Two assignments at startup and the editor uses the new engine for both inline squiggles and the dialog walk-through. The SpellChecker selection on the control is the switch that tells the control "use the custom plug-in I just gave you instead of the built-in one":

public partial class TrialReportForm : Form

{

    public TrialReportForm(TerminologyServiceClient service)

    {

        InitializeComponent();



        editor.SpellCheckOptions.CustomSpellCheckerEngine = new ClinicalTermsEngine(service);

        editor.SpellChecker                               = SpellCheckerEngineTypes.Custom;



        editor.SpellCheckOptions.FireInlineSpellCheckingOnKeyStroke = true;

    }

}

From here on, every word in the editor is checked against the regulatory service. "Briletumab-7XQ" no longer carries a red squiggle. "Briletumab-7XR," which does not exist in the regulatory database, does.

Trial report editor with industry-specific compound names accepted as valid while an unknown variant is flagged

When the simple engine isn't enough

Daniel's first deployment worked, but two refinements followed once real clinicians started using it. The regulatory service occasionally goes down for maintenance, and a network blip should not make every word in a report light up red. He wraps Spell in a fail-open fallback: when the service is unreachable, the engine returns true and the report is treated as clean until the connection recovers. The second refinement was performance: the daily report runs in the thirty-thousand-word range, and his initial implementation made one HTTP call per unknown word for suggestions. The fix was to cache suggestions for the most recent few hundred mis-hits per session and to honour the max hint scrupulously -- inline suggestions ask for three, the dialog asks for ten.

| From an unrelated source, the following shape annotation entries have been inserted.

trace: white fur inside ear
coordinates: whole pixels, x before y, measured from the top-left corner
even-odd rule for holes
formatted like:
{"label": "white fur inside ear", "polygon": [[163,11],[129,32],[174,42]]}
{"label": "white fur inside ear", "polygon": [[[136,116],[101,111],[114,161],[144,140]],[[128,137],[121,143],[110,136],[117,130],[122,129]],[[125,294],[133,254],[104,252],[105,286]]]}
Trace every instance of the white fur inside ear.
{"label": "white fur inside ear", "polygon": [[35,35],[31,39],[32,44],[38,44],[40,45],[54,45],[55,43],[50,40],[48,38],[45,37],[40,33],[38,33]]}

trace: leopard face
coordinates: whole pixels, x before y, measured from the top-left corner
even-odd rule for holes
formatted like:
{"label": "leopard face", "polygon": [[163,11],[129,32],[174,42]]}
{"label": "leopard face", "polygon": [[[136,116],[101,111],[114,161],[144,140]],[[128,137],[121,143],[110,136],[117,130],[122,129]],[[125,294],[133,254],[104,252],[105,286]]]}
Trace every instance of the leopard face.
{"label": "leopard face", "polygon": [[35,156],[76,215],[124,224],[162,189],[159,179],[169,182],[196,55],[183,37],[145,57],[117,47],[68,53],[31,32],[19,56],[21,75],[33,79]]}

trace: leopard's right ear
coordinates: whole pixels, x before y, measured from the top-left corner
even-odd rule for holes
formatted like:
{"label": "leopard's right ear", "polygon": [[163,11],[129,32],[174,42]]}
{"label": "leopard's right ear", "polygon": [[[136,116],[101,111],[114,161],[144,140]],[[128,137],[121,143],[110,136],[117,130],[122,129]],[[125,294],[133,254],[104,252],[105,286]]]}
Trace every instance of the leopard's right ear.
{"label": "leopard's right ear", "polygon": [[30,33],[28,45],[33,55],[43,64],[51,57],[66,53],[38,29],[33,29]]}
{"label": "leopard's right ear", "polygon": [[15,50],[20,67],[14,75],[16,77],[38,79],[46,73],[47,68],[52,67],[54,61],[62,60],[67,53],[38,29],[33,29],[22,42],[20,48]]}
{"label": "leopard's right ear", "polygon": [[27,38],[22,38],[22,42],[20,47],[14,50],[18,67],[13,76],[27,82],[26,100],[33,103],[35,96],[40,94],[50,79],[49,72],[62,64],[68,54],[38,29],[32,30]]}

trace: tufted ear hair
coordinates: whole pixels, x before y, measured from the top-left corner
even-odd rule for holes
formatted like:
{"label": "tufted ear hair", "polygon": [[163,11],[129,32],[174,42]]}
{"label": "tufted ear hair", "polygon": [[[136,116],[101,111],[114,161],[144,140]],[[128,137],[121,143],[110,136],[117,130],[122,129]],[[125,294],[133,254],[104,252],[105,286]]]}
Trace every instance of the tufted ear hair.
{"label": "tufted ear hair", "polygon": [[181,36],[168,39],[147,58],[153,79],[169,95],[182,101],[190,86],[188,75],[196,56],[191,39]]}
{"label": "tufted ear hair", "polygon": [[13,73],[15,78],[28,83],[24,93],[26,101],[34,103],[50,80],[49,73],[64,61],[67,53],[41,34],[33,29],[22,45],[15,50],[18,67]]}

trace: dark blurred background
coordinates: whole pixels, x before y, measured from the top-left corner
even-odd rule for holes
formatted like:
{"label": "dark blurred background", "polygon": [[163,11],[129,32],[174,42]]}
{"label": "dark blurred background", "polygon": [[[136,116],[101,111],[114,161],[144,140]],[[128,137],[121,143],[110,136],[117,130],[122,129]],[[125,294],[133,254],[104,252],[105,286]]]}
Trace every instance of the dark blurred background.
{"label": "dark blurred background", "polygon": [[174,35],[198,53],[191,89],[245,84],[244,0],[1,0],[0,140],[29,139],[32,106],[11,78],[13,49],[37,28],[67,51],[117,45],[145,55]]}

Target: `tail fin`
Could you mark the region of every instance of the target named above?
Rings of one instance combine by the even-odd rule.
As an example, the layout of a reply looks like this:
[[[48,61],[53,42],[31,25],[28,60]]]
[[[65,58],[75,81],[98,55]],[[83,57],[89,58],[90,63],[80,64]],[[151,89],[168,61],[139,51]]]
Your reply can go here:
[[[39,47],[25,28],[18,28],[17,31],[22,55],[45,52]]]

Patterns this same plug-in serves

Daniel's clinical-terms story is one shape; the same interface answers several others. A corporate authoring team can route every spell call through their company terminology server. A legal-tech vendor can plug in a contracts-and-citation dictionary. An email-AI startup can hand the editor a backend-driven engine that does grammar, style, and tone in addition to spelling. None of these need to ship a Hunspell binary, and none of them give up the editor's inline squiggle UI -- the same engine drives both modes the moment SpellChecker = SpellCheckerEngineTypes.Custom is set.

Sample to start from

A runnable end-to-end sample lives in the product download. Look for the Custom Spell Checker project under the installation's Samples folder -- it implements ISpellCheckerEngine against a small in-memory vocabulary and wires it into a WinFormHtmlEditor exactly as shown above.